If we’re willing to concede that Santa Claus is a myth, writes Bill Risby, why do we continue to reward our children for blindly following a religion?

After reading a recent article on the struggle of “religious” children to separate facts from fiction, I felt compelled to respond.

While all children are a product of interaction and education from their parents, including the children of religious, secular and atheist parents, some parents teach their children how to think rather than what to think. History has shown that in order to perpetuate the myths and false consolations of religion, religious parents are inclined to tell their children what to think – what is “true” according to their own beliefs, backgrounds and place of birth. Many of these stories are taught as truths and some as metaphors, but all are taught as part of an unprovable world view of creation, redemption, punishment and reward.
In contrast, some children are taught to think critically – to question everything and test ideas and concepts analytically. They are taught Socratically. Their questions are answered with a question until the truth rises to the surface and becomes self evident.
Children who are told at worst, lies, and at best, history unverified by anything other than repetition by those they trust more than life itself will understandably have a problem reconciling their instinct for truth and reality with the tripe offered so carelessly by their parents and peers.
Certain aspects of religion have very real similarities to the myth of Santa Claus – the only difference being that at a certain age, parents concede this particular myth. Yet they continue the idea of reward for “good behaviour” within their religion, complete with all its powers of control over their children’s minds.
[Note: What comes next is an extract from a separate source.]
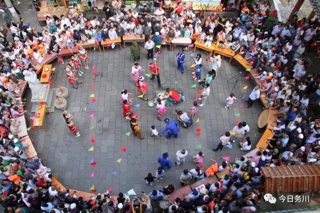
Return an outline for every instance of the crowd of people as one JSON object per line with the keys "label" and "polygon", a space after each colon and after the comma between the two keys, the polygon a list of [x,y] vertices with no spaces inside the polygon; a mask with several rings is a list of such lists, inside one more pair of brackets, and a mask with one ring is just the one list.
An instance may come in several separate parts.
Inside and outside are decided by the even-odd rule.
{"label": "crowd of people", "polygon": [[[182,2],[178,2],[170,17],[167,18],[161,6],[164,3],[162,0],[154,1],[155,10],[154,14],[151,14],[147,5],[138,2],[135,8],[128,10],[120,1],[114,0],[111,4],[106,2],[103,9],[105,16],[101,20],[97,17],[84,18],[78,5],[74,4],[68,17],[64,15],[58,18],[48,16],[46,26],[42,32],[38,32],[22,18],[20,23],[12,22],[10,17],[5,18],[13,40],[7,40],[6,34],[0,32],[0,178],[2,195],[0,204],[4,212],[32,212],[36,210],[50,213],[100,212],[108,210],[126,213],[254,212],[262,202],[260,190],[264,183],[264,177],[260,174],[262,166],[319,164],[318,120],[315,118],[308,118],[307,110],[310,108],[318,108],[320,74],[306,74],[308,61],[304,54],[319,41],[320,31],[316,30],[318,26],[318,20],[298,19],[294,16],[288,24],[280,24],[271,32],[263,32],[260,30],[268,16],[266,4],[259,0],[251,7],[247,1],[242,1],[239,16],[221,16],[220,14],[224,4],[226,6],[228,2],[230,8],[234,2],[232,0],[224,2],[216,12],[207,17],[204,16],[202,12],[196,14],[190,6],[186,6]],[[92,2],[94,6],[94,2]],[[252,70],[258,73],[254,78],[258,86],[249,96],[248,108],[263,94],[269,107],[278,110],[275,114],[278,118],[276,125],[272,130],[274,136],[268,139],[267,148],[257,151],[248,158],[237,158],[232,162],[225,160],[218,164],[211,160],[212,164],[203,171],[198,164],[203,160],[204,155],[199,152],[193,156],[194,168],[185,169],[182,174],[181,185],[188,184],[202,174],[207,177],[216,176],[217,181],[201,188],[194,188],[190,194],[176,198],[171,204],[168,196],[174,190],[172,184],[154,190],[148,194],[142,193],[140,198],[126,196],[122,192],[117,198],[112,197],[110,192],[108,192],[88,200],[74,196],[68,188],[65,191],[52,184],[50,170],[44,166],[38,158],[28,158],[26,154],[28,147],[22,144],[24,139],[18,136],[21,130],[16,118],[23,115],[26,102],[23,98],[17,98],[21,92],[19,86],[24,81],[22,73],[26,70],[34,72],[48,54],[59,54],[64,48],[72,50],[77,42],[91,40],[100,50],[102,40],[112,40],[129,34],[144,34],[146,44],[152,44],[144,46],[148,59],[154,58],[154,50],[159,52],[158,50],[156,50],[156,46],[161,44],[164,38],[170,40],[180,37],[190,38],[194,42],[198,40],[206,46],[214,44],[240,53],[252,66]],[[151,36],[152,34],[154,36]],[[140,60],[141,51],[136,44],[133,46],[131,53],[136,64],[132,68],[132,79],[142,98],[147,100],[144,90],[148,86],[146,87],[144,77],[139,76],[142,68],[137,62]],[[182,73],[184,72],[184,52],[180,50],[177,54],[178,68]],[[318,51],[316,58],[320,55]],[[80,66],[82,62],[86,68],[88,68],[88,59],[86,50],[80,46],[80,52],[67,63],[66,76],[69,84],[74,88],[76,83],[81,84],[76,77],[78,75],[80,78],[82,74]],[[190,74],[198,81],[199,86],[204,88],[200,92],[202,103],[193,103],[190,118],[198,113],[199,107],[204,105],[210,94],[210,86],[218,74],[221,60],[220,56],[202,60],[200,54],[194,58],[194,73]],[[211,63],[212,69],[202,76],[206,72],[202,68],[204,61]],[[158,67],[156,62],[154,61],[153,66],[151,64],[154,72],[152,72],[153,78],[157,77],[160,86],[159,72],[156,70]],[[134,135],[142,139],[136,122],[138,116],[130,109],[132,103],[128,94],[126,90],[122,92],[124,116],[130,120]],[[170,88],[167,88],[166,94],[170,105],[184,98]],[[230,108],[236,100],[235,95],[231,94],[226,99],[226,110]],[[158,118],[161,120],[166,113],[166,104],[160,98],[157,100],[156,108]],[[181,118],[184,113],[178,111],[178,114]],[[76,136],[80,136],[72,116],[66,112],[64,115],[72,132]],[[183,118],[182,119],[183,120]],[[172,136],[177,138],[178,123],[168,118],[164,120],[167,124],[166,128],[159,134],[156,127],[152,126],[151,136],[162,136],[168,131],[168,138]],[[230,141],[234,142],[230,137],[237,134],[246,136],[240,146],[244,152],[250,150],[251,140],[246,136],[248,128],[245,122],[240,122],[220,138],[218,147],[213,150],[222,149]],[[184,164],[188,152],[182,149],[177,151],[176,156],[174,165],[186,166]],[[158,158],[158,162],[160,166],[154,176],[150,173],[144,178],[146,184],[154,186],[154,181],[162,180],[165,170],[167,172],[172,165],[167,152]],[[223,178],[216,176],[216,172],[224,172],[226,174]]]}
A parent’s intent should be noted here, as I will readily admit that many (perhaps most) parents believe their religion to be absolute truth, because it was taught to them in the very same way that they are now teaching their children. Rarely will they subject their faith to the same tests of truth and integrity that they subject almost every other aspect of their lives. Parents aren’t intentionally dishonest, they just lack critical discernment between fantasy and reality, and are breeding yet another generation of young people untethered from the truth. Their world view is unvalidated by evidence, science, experience, and their natural surroundings, so a conflict grows inside them between their real life experience and their religious indoctrination.
What is most sad here is a child’s desperate desire to want to believe what their parents teach them as truth, and consequently their child’s need to lie to themselves, despite their much better instincts. Evidence of this lasting loss of reality amongst these now grown up children can be seen in every religious country in the world.
When we are faced with the most vulnerable and precious people on this earth, and I mean literally LOOKING into their face, a betrayal of trust like this is unforgivable.